The topic of my project is the statistics of every NBA player in the 2017-2018 season. I hope to know understand what attributes that the player brings to their specific teams. The source of the datasheet comes from MySportsFeeds.

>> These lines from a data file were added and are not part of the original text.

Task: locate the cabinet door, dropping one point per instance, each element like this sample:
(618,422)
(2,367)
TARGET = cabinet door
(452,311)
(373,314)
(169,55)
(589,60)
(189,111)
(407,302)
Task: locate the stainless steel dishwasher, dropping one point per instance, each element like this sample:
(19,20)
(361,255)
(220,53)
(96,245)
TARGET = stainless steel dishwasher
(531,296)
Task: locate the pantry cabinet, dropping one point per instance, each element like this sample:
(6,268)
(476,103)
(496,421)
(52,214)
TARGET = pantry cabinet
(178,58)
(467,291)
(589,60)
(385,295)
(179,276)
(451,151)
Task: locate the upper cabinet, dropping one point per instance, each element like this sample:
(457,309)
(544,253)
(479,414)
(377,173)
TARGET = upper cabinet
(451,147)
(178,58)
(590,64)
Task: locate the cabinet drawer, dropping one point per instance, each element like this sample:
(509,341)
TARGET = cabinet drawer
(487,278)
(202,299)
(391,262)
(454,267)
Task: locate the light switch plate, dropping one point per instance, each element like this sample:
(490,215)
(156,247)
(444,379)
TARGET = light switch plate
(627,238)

The information in the datasheet includes the weight, height, name, age, games played, and shot attempts/makes.
Intersted in a relationship between variables which are age and 2 pt field goals made.
import pandas as pd
import numpy as np
df=pd.read_csv("nba_player_stats_2017_18.csv")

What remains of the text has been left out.